Dr. Faruk was in deep quandary, and at 7pm one
Saturday evening, himself, Mr. Ndanusa Alao and I sat
in the MD's office, shopping for an answer. We asked
him why he could not get the Finance Ministry to spell
out the reasons why it gave the money. That wasn't
possible, he said, because his relationship was then
Finance Minister Malam Adamu Ciroma was extremely
sour. Well, I said, Malam Adamu Ciroma would have no
option if Malam Liman Ciroma asked him to do it. Dr.

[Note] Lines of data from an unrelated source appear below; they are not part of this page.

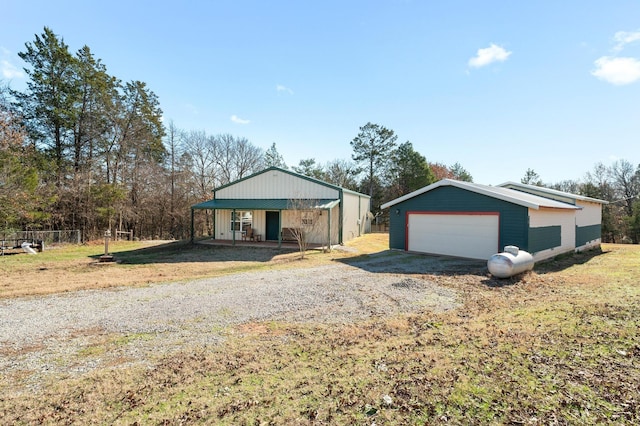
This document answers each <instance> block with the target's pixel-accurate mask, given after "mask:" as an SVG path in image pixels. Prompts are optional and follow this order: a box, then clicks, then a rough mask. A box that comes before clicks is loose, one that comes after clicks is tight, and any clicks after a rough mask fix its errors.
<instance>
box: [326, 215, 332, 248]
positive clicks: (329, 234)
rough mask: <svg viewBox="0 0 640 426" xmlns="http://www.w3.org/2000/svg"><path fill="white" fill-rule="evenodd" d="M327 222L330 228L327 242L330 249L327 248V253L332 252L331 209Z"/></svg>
mask: <svg viewBox="0 0 640 426" xmlns="http://www.w3.org/2000/svg"><path fill="white" fill-rule="evenodd" d="M327 212H328V214H327V222H328V226H327V241H328V244H329V247H327V251H331V209H327Z"/></svg>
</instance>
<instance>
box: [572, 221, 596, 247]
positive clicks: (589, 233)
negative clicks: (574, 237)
mask: <svg viewBox="0 0 640 426" xmlns="http://www.w3.org/2000/svg"><path fill="white" fill-rule="evenodd" d="M601 235H602V226H601V224H599V223H598V224H595V225H589V226H576V247H580V246H583V245H585V244H587V243H588V242H589V241H593V240H597V239H598V238H600V237H601Z"/></svg>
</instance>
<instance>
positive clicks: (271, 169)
mask: <svg viewBox="0 0 640 426" xmlns="http://www.w3.org/2000/svg"><path fill="white" fill-rule="evenodd" d="M273 170H276V171H279V172H282V173H286V174H289V175H291V176H295V177H297V178H300V179H304V180H307V181H309V182H315V183H317V184H318V185H322V186H326V187H328V188H332V189H335V190H337V191H342V192H346V193H349V194H354V195H358V196H361V197H366V198H371V197H370V196H369V195H366V194H361V193H359V192H356V191H352V190H350V189H347V188H343V187H341V186H338V185H334V184H332V183H328V182H325V181H322V180H320V179H316V178H313V177H310V176H305V175H303V174H300V173H296V172H293V171H291V170H287V169H282V168H280V167H275V166H271V167H269V168H266V169H264V170H260V171H259V172H256V173H253V174H252V175H249V176H245V177H243V178H241V179H238V180H235V181H233V182H229V183H227V184H225V185H222V186H220V187H218V188H214V189H213V192H214V193H215V192H216V191H219V190H221V189H224V188H228V187H230V186H233V185H235V184H237V183H240V182H242V181H245V180H249V179H253V178H254V177H256V176H258V175H261V174H265V173H268V172H270V171H273Z"/></svg>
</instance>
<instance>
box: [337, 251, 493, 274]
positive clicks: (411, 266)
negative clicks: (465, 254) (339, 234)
mask: <svg viewBox="0 0 640 426" xmlns="http://www.w3.org/2000/svg"><path fill="white" fill-rule="evenodd" d="M340 262H342V263H345V264H347V265H350V266H353V267H356V268H361V269H364V270H366V271H368V272H375V273H399V274H432V275H468V274H472V275H484V274H485V273H486V270H487V262H485V261H482V260H472V259H460V258H456V257H448V256H434V255H426V254H424V255H423V254H417V253H406V252H401V251H392V250H384V251H381V252H378V253H374V254H369V255H362V256H357V257H352V258H349V259H342V260H340Z"/></svg>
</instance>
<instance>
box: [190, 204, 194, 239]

Faruk however did not know Malam Liman, so I offered
to set up an appointment. I went downstairs to my
office and called him on the phone. Malam Liman said
while he as a rule does not go out in the night, he
was committed that evening to attend a reception at
some place, but if we could come in 10 minutes, he
would wait.
I rushed up the stairs and told the MD, and both of us
hurtled down the steps like missiles, jumped into the
car and rushed to his house. Malam Liman was already
standing outside when we came, fully dressed, his
car's engine running. The MD began to explain what we
wanted and Malam Liman impatiently interrupted at a
stage, saying, "You want viement". Okay, he said, "I
will speak to Adamu this night". Pronto! At midnight,
Malam Liman phoned Dr. Faruk and told him to proceed
to Abuja early on Monday and collect the viement
authorization. Malam Adamu Ciroma, however, was really
angry at the high-powered intervention and it was
clear that without Malam Liman, he would never have
granted it. When the MD got to his office, the
Minister scolded him for 10 minutes, saying, "You go
and do your things outside the rules, and then you go
around forcing elders to cover up for you!" He then
grudgingly instructed Dr. Haruna Sanusi, the DG Budget
at the time, to grant the letter.
Now that there is no Malam Liman, who will clear our
doubts, who will tell us what to do, and who will pull
our chestnuts out of raging bureaucratic fires? That
is why we cry.
Jega is editor of the New Nigerian, Kaduna.